We have been forgiven.
Our faith has already saved us.
The people with the big debts seem to get it and, great
balls of fire, if they sometimes don’t get all kissy and crying and stuff.
Sure, the people with little debts might get a little happy,
but mostly they don’t get it. For them, the big demonstration of exuberance might
not make much sense. They want to argue with it, deny it, put it on the table
and cut it open and kill it so they can study it and argue about it some more.
How can her faith have
saved her?
Whatever happened to
sin?
Was she saved before
she had faith or because she had faith?
When precisely did
this happen?
How can she know it
happened?
Good questions, all of them. For whatever reason, Jesus
didn’t spend a lot of time drawing these lines and boxes for us. His message
was both pretty murky and pretty fabulous.

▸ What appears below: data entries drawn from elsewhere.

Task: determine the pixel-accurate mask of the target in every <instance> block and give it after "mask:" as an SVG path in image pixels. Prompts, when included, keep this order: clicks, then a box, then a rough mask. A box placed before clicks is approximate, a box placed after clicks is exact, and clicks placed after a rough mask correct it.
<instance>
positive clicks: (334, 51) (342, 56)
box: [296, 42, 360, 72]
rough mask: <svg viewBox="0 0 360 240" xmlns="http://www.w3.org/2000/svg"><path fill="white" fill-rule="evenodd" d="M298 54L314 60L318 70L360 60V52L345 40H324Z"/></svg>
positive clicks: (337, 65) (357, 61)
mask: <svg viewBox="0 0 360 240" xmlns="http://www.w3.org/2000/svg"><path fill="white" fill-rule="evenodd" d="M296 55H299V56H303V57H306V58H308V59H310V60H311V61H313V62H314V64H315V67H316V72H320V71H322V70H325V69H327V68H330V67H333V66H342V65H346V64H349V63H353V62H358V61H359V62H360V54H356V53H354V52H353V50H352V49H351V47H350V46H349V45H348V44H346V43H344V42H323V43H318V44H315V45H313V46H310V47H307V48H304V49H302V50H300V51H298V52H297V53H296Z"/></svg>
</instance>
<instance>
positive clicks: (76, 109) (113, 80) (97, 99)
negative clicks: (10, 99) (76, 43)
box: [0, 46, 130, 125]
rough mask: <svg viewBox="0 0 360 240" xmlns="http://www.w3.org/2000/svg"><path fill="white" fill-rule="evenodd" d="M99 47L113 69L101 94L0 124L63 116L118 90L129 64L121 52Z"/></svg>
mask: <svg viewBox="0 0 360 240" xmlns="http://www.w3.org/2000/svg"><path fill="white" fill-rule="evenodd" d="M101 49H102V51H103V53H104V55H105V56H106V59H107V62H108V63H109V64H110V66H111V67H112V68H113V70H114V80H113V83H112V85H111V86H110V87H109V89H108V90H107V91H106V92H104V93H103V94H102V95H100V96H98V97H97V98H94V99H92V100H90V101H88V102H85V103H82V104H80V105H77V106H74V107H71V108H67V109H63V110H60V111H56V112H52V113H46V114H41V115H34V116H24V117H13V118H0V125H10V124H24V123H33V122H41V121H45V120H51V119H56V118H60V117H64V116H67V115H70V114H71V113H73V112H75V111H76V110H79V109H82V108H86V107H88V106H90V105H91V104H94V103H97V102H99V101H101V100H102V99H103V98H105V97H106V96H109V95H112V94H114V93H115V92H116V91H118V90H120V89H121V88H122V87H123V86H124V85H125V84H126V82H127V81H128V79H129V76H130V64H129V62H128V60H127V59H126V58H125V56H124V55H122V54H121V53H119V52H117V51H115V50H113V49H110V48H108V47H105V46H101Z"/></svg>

Your sins have been forgiven. Passive voice.
Forgiveness happens. Or it has happened.
Grace occurs.
To the intellectually inclined, this passive construction
and its lack of precision is possibly a little unsatisfying.
To those with big debts, though, there isn’t anything
passive about it.
[i]
Strunk and White, The Elements of Style
(4th Ed. 2000, p. 18) One admits that S&W’s discussion thereafter is
slightly more nuanced on the issue, but nevertheless it is this declaration
that leads the section that is remembered and employed by those who would flog
others for their sins.
[ii]
See G. Pullum’s Language Log, July 18, 2006: http://itre.cis.upenn.edu/~myl/languagelog/archives/003366.html
I love where you took this Scott! Strunk & White meet Jesus and the woman with the expensive ointment. Love your writing style!